Re: [rules-users] Slinding window !

2012-02-28 Thread Wolfgang Laun
OK, I suspected as much.

But how do you explain that the List that's collected at T=4 by
   List() from collect( Event() over window(2) )
contains just one element? This means that the same pattern Event over
window(2) produces two different sets of facts, at the same time!

(I don't think that expiry is a good term for an event drifting out of
a window, but that's not the point.)

-W

2012/2/28 Edson Tirelli ed.tire...@gmail.com


Yes, the misunderstanding is that an expiration is not a retract.
 Expiration does not cancel an activation. Retract does. So if you received
 an event dated T1, it match your pattern and the rule will activate.
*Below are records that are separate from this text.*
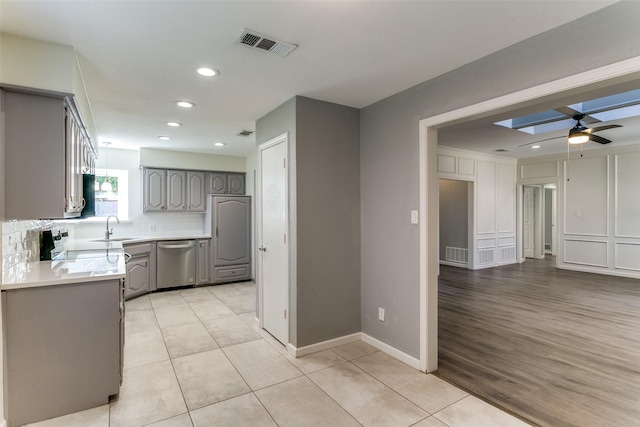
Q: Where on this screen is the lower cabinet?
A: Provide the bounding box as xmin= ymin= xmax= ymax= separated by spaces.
xmin=123 ymin=242 xmax=156 ymax=299
xmin=2 ymin=279 xmax=123 ymax=427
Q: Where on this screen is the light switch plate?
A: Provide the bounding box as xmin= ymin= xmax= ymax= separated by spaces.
xmin=411 ymin=210 xmax=418 ymax=224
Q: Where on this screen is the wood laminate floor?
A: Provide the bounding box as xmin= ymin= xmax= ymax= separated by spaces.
xmin=436 ymin=256 xmax=640 ymax=427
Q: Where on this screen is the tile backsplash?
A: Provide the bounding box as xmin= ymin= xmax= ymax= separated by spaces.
xmin=2 ymin=220 xmax=64 ymax=281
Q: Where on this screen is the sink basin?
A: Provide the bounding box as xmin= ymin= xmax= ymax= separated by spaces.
xmin=92 ymin=237 xmax=136 ymax=242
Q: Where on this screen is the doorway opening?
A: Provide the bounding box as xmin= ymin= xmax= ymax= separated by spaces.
xmin=438 ymin=178 xmax=474 ymax=269
xmin=521 ymin=183 xmax=556 ymax=261
xmin=418 ymin=57 xmax=640 ymax=372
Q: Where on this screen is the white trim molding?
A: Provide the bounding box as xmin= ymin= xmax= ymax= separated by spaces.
xmin=362 ymin=332 xmax=420 ymax=369
xmin=287 ymin=332 xmax=361 ymax=357
xmin=287 ymin=332 xmax=420 ymax=369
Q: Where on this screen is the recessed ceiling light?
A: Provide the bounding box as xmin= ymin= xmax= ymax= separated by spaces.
xmin=198 ymin=67 xmax=220 ymax=77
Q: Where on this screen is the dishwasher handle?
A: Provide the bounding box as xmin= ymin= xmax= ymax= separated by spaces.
xmin=158 ymin=241 xmax=196 ymax=249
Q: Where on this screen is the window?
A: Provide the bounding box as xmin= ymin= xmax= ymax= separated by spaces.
xmin=95 ymin=169 xmax=129 ymax=220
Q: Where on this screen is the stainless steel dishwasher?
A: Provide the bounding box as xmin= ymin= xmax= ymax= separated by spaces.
xmin=156 ymin=240 xmax=196 ymax=289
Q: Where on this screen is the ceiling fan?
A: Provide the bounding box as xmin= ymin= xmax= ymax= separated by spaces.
xmin=518 ymin=113 xmax=622 ymax=147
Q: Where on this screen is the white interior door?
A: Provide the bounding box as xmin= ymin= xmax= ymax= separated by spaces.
xmin=522 ymin=187 xmax=535 ymax=258
xmin=258 ymin=134 xmax=289 ymax=344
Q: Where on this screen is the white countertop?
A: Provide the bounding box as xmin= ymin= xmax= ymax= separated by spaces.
xmin=0 ymin=241 xmax=126 ymax=291
xmin=0 ymin=233 xmax=211 ymax=290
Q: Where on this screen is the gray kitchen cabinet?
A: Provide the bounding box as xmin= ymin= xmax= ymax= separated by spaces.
xmin=204 ymin=195 xmax=251 ymax=283
xmin=167 ymin=170 xmax=187 ymax=212
xmin=187 ymin=171 xmax=207 ymax=212
xmin=207 ymin=172 xmax=245 ymax=195
xmin=0 ymin=87 xmax=95 ymax=219
xmin=142 ymin=168 xmax=208 ymax=213
xmin=123 ymin=242 xmax=156 ymax=299
xmin=227 ymin=173 xmax=245 ymax=195
xmin=142 ymin=168 xmax=167 ymax=212
xmin=2 ymin=279 xmax=124 ymax=427
xmin=196 ymin=239 xmax=211 ymax=285
xmin=207 ymin=172 xmax=227 ymax=194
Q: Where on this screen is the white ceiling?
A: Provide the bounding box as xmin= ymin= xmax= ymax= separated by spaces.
xmin=0 ymin=0 xmax=620 ymax=156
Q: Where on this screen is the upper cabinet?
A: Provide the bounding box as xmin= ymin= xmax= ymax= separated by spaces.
xmin=142 ymin=169 xmax=167 ymax=212
xmin=0 ymin=88 xmax=96 ymax=219
xmin=207 ymin=172 xmax=245 ymax=195
xmin=167 ymin=170 xmax=187 ymax=212
xmin=142 ymin=168 xmax=245 ymax=212
xmin=227 ymin=173 xmax=245 ymax=195
xmin=187 ymin=171 xmax=206 ymax=212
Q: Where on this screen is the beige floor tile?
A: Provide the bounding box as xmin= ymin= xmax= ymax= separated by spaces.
xmin=263 ymin=329 xmax=289 ymax=356
xmin=173 ymin=350 xmax=250 ymax=410
xmin=27 ymin=405 xmax=109 ymax=427
xmin=161 ymin=323 xmax=218 ymax=359
xmin=223 ymin=295 xmax=256 ymax=314
xmin=231 ymin=282 xmax=256 ymax=296
xmin=434 ymin=396 xmax=529 ymax=427
xmin=351 ymin=351 xmax=468 ymax=414
xmin=149 ymin=290 xmax=187 ymax=308
xmin=124 ymin=310 xmax=159 ymax=335
xmin=124 ymin=295 xmax=153 ymax=311
xmin=154 ymin=304 xmax=200 ymax=328
xmin=180 ymin=287 xmax=217 ymax=303
xmin=255 ymin=377 xmax=360 ymax=427
xmin=145 ymin=413 xmax=193 ymax=427
xmin=189 ymin=298 xmax=235 ymax=322
xmin=332 ymin=341 xmax=378 ymax=360
xmin=286 ymin=350 xmax=345 ymax=374
xmin=191 ymin=393 xmax=276 ymax=427
xmin=109 ymin=360 xmax=187 ymax=427
xmin=209 ymin=284 xmax=246 ymax=301
xmin=222 ymin=340 xmax=302 ymax=390
xmin=411 ymin=417 xmax=449 ymax=427
xmin=309 ymin=363 xmax=429 ymax=427
xmin=124 ymin=329 xmax=169 ymax=369
xmin=202 ymin=315 xmax=262 ymax=347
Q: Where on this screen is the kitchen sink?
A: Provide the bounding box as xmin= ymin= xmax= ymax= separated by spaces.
xmin=92 ymin=237 xmax=137 ymax=242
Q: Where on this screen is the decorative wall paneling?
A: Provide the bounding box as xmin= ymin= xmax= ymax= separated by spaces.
xmin=518 ymin=146 xmax=640 ymax=278
xmin=438 ymin=147 xmax=516 ymax=269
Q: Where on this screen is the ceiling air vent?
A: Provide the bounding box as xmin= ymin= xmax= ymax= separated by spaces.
xmin=238 ymin=28 xmax=298 ymax=56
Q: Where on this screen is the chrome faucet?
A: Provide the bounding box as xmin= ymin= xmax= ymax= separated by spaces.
xmin=104 ymin=215 xmax=120 ymax=240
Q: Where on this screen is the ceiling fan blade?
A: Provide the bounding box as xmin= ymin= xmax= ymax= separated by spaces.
xmin=518 ymin=136 xmax=566 ymax=147
xmin=587 ymin=125 xmax=622 ymax=133
xmin=589 ymin=135 xmax=611 ymax=144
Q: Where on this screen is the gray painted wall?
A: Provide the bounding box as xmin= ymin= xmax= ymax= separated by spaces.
xmin=296 ymin=97 xmax=360 ymax=347
xmin=360 ymin=2 xmax=640 ymax=358
xmin=256 ymin=97 xmax=361 ymax=347
xmin=439 ymin=179 xmax=469 ymax=259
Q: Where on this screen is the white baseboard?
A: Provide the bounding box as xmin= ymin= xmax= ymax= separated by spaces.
xmin=360 ymin=332 xmax=420 ymax=370
xmin=287 ymin=332 xmax=360 ymax=357
xmin=287 ymin=332 xmax=420 ymax=370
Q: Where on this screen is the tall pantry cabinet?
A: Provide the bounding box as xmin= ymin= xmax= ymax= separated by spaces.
xmin=204 ymin=195 xmax=251 ymax=283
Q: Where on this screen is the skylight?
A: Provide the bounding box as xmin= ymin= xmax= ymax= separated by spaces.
xmin=494 ymin=89 xmax=640 ymax=135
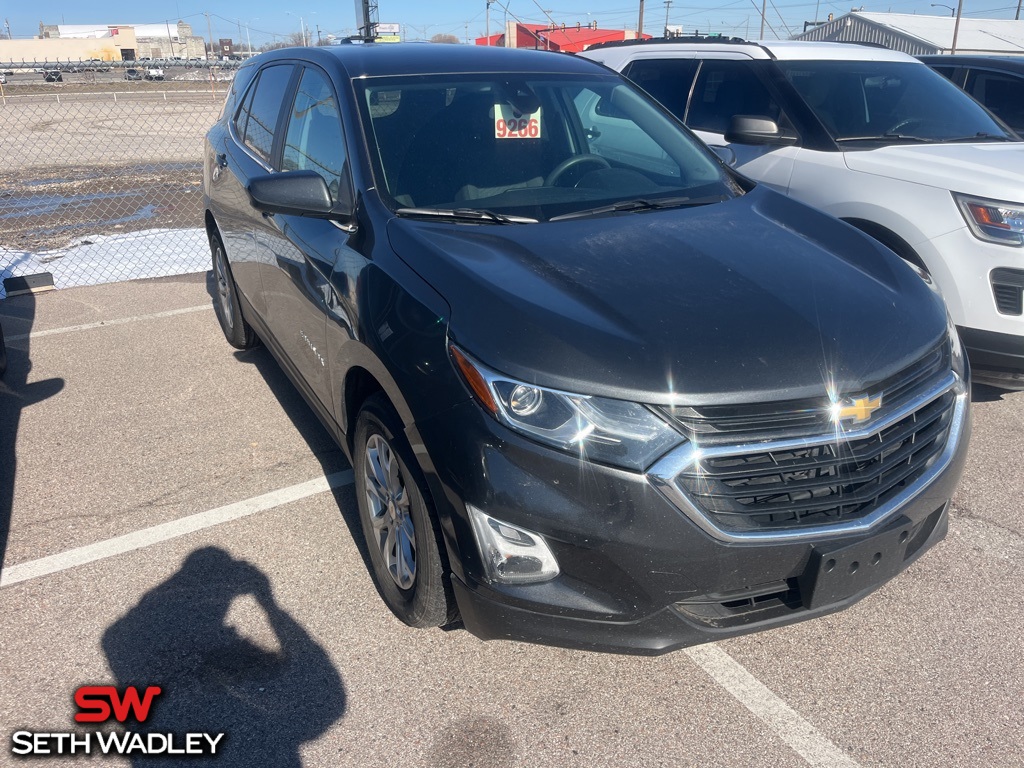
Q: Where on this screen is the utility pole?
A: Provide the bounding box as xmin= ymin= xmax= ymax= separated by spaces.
xmin=203 ymin=11 xmax=213 ymax=61
xmin=164 ymin=18 xmax=174 ymax=58
xmin=949 ymin=0 xmax=962 ymax=53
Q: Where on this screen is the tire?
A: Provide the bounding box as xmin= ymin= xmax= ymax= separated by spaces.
xmin=210 ymin=234 xmax=259 ymax=349
xmin=352 ymin=393 xmax=456 ymax=628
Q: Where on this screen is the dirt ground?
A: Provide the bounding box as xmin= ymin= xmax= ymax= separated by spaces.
xmin=0 ymin=162 xmax=203 ymax=250
xmin=0 ymin=81 xmax=224 ymax=252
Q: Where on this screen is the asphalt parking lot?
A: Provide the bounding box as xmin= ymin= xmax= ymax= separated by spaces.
xmin=0 ymin=274 xmax=1024 ymax=768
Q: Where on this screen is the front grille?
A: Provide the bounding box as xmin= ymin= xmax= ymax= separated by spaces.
xmin=991 ymin=268 xmax=1024 ymax=314
xmin=675 ymin=391 xmax=955 ymax=532
xmin=660 ymin=340 xmax=949 ymax=445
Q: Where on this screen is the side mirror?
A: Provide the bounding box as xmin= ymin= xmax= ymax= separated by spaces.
xmin=725 ymin=115 xmax=797 ymax=146
xmin=246 ymin=171 xmax=352 ymax=222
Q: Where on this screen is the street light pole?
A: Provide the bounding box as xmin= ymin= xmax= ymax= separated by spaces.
xmin=949 ymin=0 xmax=964 ymax=54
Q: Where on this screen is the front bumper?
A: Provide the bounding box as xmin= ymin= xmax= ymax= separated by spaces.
xmin=956 ymin=328 xmax=1024 ymax=389
xmin=414 ymin=387 xmax=970 ymax=654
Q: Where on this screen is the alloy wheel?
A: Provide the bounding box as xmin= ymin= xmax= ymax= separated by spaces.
xmin=362 ymin=434 xmax=416 ymax=590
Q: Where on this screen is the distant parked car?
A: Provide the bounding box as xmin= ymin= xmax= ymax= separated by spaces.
xmin=582 ymin=38 xmax=1024 ymax=389
xmin=919 ymin=55 xmax=1024 ymax=135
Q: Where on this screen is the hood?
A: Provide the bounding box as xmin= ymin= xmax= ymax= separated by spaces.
xmin=844 ymin=141 xmax=1024 ymax=203
xmin=388 ymin=186 xmax=946 ymax=404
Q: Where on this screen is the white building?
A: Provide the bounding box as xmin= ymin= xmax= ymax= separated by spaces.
xmin=795 ymin=11 xmax=1024 ymax=56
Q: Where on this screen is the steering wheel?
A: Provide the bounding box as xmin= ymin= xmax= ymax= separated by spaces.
xmin=886 ymin=118 xmax=921 ymax=133
xmin=544 ymin=155 xmax=611 ymax=186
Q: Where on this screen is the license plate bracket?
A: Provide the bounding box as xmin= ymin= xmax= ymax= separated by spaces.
xmin=798 ymin=517 xmax=913 ymax=610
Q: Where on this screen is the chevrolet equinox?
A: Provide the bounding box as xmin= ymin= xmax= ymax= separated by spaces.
xmin=204 ymin=44 xmax=970 ymax=653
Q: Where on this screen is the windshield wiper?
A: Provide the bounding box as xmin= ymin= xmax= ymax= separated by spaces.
xmin=550 ymin=195 xmax=729 ymax=221
xmin=395 ymin=208 xmax=537 ymax=224
xmin=942 ymin=131 xmax=1020 ymax=144
xmin=836 ymin=133 xmax=936 ymax=144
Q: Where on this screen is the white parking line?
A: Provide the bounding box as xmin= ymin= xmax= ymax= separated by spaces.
xmin=7 ymin=304 xmax=213 ymax=341
xmin=0 ymin=469 xmax=353 ymax=587
xmin=683 ymin=645 xmax=857 ymax=768
xmin=0 ymin=466 xmax=858 ymax=768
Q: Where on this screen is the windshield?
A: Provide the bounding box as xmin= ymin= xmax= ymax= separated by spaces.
xmin=778 ymin=61 xmax=1017 ymax=142
xmin=357 ymin=75 xmax=742 ymax=223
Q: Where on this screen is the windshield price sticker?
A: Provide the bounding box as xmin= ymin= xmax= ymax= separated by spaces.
xmin=495 ymin=104 xmax=541 ymax=138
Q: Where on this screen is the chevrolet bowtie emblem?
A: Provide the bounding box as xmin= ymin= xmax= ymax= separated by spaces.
xmin=833 ymin=394 xmax=882 ymax=424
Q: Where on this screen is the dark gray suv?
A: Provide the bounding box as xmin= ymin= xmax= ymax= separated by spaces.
xmin=204 ymin=44 xmax=970 ymax=653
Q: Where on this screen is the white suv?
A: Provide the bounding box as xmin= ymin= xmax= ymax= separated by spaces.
xmin=583 ymin=39 xmax=1024 ymax=388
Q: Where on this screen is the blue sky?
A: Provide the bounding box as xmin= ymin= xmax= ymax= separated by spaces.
xmin=8 ymin=0 xmax=1017 ymax=47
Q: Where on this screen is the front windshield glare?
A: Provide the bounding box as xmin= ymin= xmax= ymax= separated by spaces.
xmin=360 ymin=76 xmax=741 ymax=223
xmin=778 ymin=61 xmax=1017 ymax=142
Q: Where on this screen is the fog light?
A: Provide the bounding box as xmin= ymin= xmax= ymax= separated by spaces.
xmin=466 ymin=504 xmax=559 ymax=584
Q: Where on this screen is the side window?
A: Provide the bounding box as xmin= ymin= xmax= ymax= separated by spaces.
xmin=282 ymin=69 xmax=345 ymax=201
xmin=966 ymin=70 xmax=1024 ymax=133
xmin=239 ymin=65 xmax=294 ymax=163
xmin=234 ymin=77 xmax=256 ymax=140
xmin=623 ymin=58 xmax=699 ymax=120
xmin=686 ymin=59 xmax=788 ymax=133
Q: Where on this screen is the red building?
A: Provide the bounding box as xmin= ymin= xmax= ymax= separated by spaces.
xmin=476 ymin=22 xmax=650 ymax=53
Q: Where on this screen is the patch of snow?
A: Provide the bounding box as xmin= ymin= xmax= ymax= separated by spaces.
xmin=0 ymin=229 xmax=210 ymax=298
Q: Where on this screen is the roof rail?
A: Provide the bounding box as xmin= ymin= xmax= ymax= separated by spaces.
xmin=587 ymin=35 xmax=758 ymax=50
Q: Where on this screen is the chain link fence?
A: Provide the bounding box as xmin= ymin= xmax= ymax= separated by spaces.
xmin=0 ymin=65 xmax=233 ymax=298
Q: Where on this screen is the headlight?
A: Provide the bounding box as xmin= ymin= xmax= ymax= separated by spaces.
xmin=953 ymin=193 xmax=1024 ymax=246
xmin=451 ymin=345 xmax=684 ymax=470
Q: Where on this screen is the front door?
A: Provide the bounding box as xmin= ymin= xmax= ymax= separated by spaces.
xmin=256 ymin=67 xmax=351 ymax=413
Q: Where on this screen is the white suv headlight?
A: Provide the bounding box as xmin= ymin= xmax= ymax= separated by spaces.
xmin=953 ymin=193 xmax=1024 ymax=247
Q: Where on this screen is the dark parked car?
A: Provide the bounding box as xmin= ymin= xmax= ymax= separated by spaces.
xmin=919 ymin=54 xmax=1024 ymax=136
xmin=204 ymin=44 xmax=970 ymax=653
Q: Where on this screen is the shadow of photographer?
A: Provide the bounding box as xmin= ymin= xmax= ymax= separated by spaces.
xmin=0 ymin=290 xmax=65 ymax=570
xmin=102 ymin=547 xmax=346 ymax=768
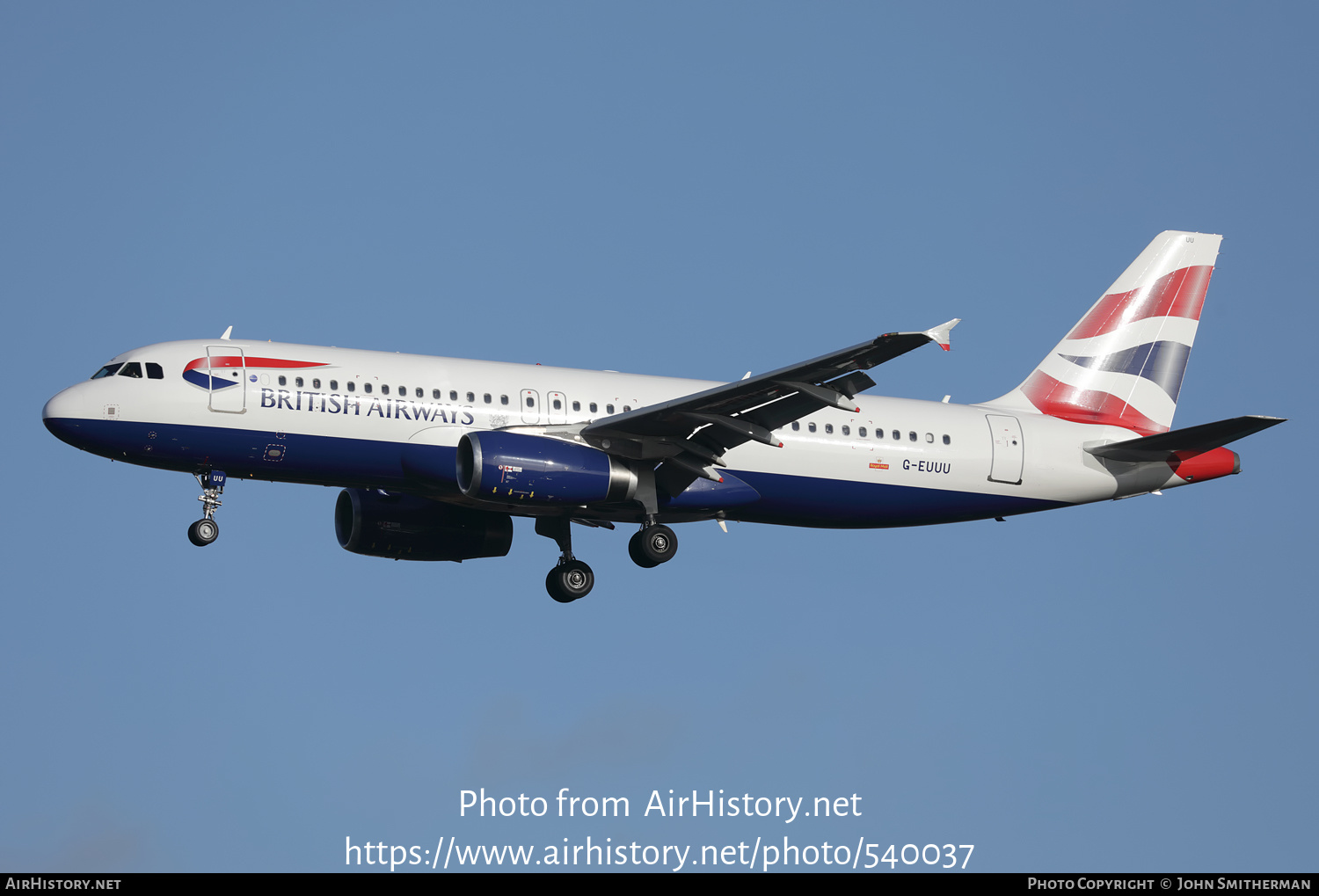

Then
 you receive event dated T3 and your rule activates again for the new event.
 Then when the clock advances to T4, the event at T1 expires and will not
 create any **new** matches for the rule, but it respects the activation
 that was **already created**. Then you fireAllRules() at time T4 and it
 will fire the 2 existing activations.

This happens because of the 2-phase execution of the engine and the
 need to unify the semantics of event processing and rules processing.
 Imagine that the engine was, because of forward chaining, executing a long
 sequence of high priority activations that prevented the rule in discussion
 of being fired at time T1...T3. Only at T4 the engine had CPU cycles to
 execute the rule for event T1. If event expiration would cancel the
 activation, the engine would completely miss the rule execution because of
 lack of processing power. This is an extreme example, but perfectly
 illustrates what happens with events that expire immediately or within a
 few milliseconds.

The application can also be designed to run in cycles, waiting as much
 as it wants to fireAllRules(), because it is guaranteed that it will not
 miss any events because of that.

On the other hand, if you were running the engine with fireUntilHalt(),
 after inserting event T1, the activation would be created and fired asap.

 Key point: expiration != retraction

Hope it helps,
  Edson


 On Tue, Feb 28, 2012 at 11:05 AM, Wolfgang Laun 
 wolfgang.l...@gmail.comwrote:

 I think there is a misunderstanding - expiry is not an issue.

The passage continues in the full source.